Ovviamente, ispirandoci al principio della legalità, sia l’evasione che il mercato parallelo sono espressioni negative del rapporto di fiducia e fedeltà costituzionale (art. 54). Questo però è un sinallagma che non può essere preteso a monte verso il cittadino, il quale ultimo, se vessato, subisce un vero e proprio flagello nel dover mantenere uno Stato incapace di rendere virtuoso il mercato nel quale dovrebbe operare legalmente ed in cui moneta e beni devono rendere sostenibile il sistema stesso della pubblica amministrazione.

A questo punto serve fissare l’obbiettivo comune (politicamente parlando) composto di due parti: uno contemporaneo, uno programmatico. Una sorta di patto fiscale-costituente partendo da una domanda di fondo. Cos’è più dannoso? La moneta contante o uno Stato opprimente?

Entrambi lo sono quando risultano frutto di distorsioni e di assenza di fiducia (dei cittadini verso lo Stato e viceversa). Il dato contemporaneo (al 2021) ci consegna dei numeri chiari e spaventosi:

  • 59 milioni circa di cittadini;
  • 16 milioni circa di pensionati;
  • 9,8 milioni circa di minorenni;
  • 18 milioni circa di lavoratori dipendenti;
  • 5 milioni circa di partite iva
  • 16 milioni circa di persone iscritte a ruolo fiscale e sottoposte a procedure esattoriali.

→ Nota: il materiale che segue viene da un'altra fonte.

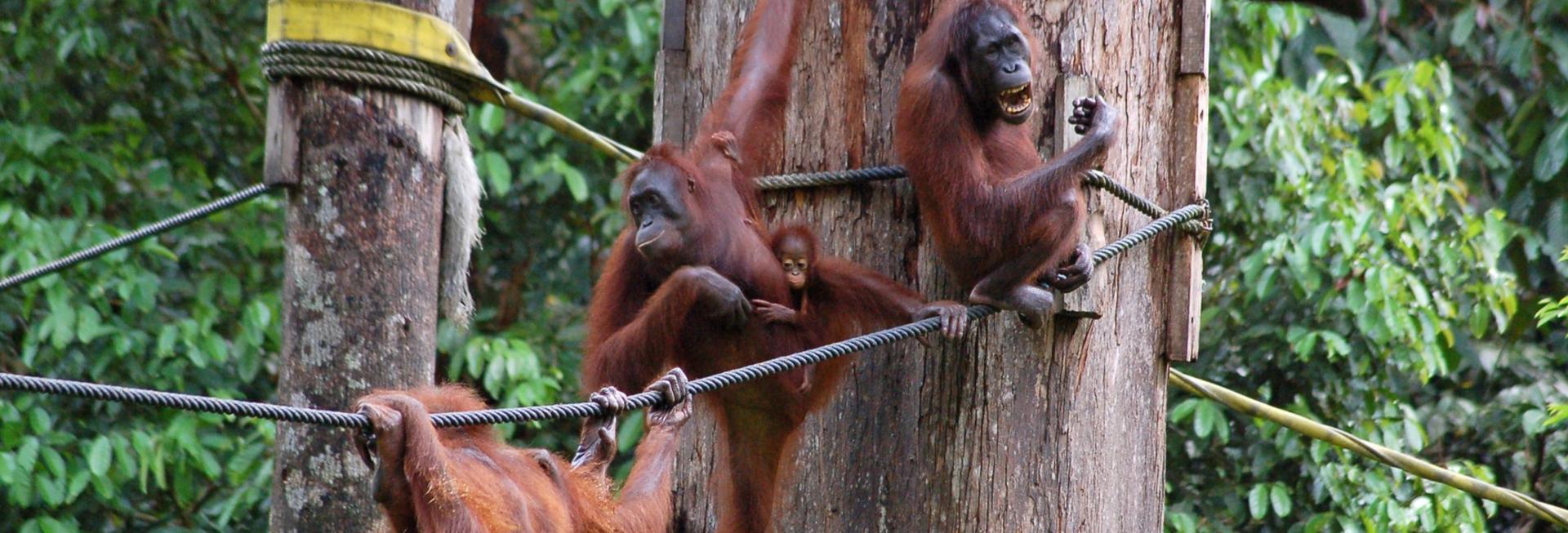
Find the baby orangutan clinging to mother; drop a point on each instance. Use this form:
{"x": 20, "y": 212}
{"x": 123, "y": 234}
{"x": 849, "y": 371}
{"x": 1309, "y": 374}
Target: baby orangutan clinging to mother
{"x": 835, "y": 300}
{"x": 466, "y": 480}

Come può notarsi quasi 1 cittadino italiano su 3 ha problemi con il pagamento nei confronti dello Stato. Significa che sono tutti evasori? No. sarebbe una aberrazione culturale e fattuale. Tra gli iscritti a ruolo esattoriale ci sono tantissimi morosi, anche illegittimamente sanzionati, incapaci di poter fronteggiare l’impegno fiscale vuoi per cambiamento della capacità contributiva, vuoi per cambiamento della virtuosità economica del Paese e del mercato di riferimento, ecc. Tra questi anche chi non ce la fa a difendersi perché non ha accesso al patrocinio a carico dello Stato (in quanto non attualizzato al momento di capacità contributiva e necessità difensiva).

Se l’evasione fiscale italiana ammonta a circa 1.100 miliardi di euro ed “ogni hanno entrano nelle casse dello Stato solo 10 miliardi a fronte dei 70 da riscuotere” (dichiarazione di Ernesto Maria Ruffini dell’Agenzia delle Entrate in Commissione parlamentare – fonte Ansa, 7 aprile 2022) un motivo c’è. Di contro la corruzione ammonterebbe a circa 237 miliardi l’anno con un indice di percezione del fenomeno di corruttela aumentato del 14% negli ultimi dieci anni (fonte Autorità Anticorruzione, 25 gennaio 2022). Guarda caso proprio dal 2011 in poi ovvero da quando il limite del contante è stato portato al livello minimo della storia repubblicana.

Allora c’è uno stretto legame tra peso fiscale dello Stato e virtuosità del sistema economico che si regge, negli scambi, con moneta avente corso legale (art. 1277 codice civile) e non con disponibilità bancaria (che si basa su criteri di credibilità del debito o della giacenza).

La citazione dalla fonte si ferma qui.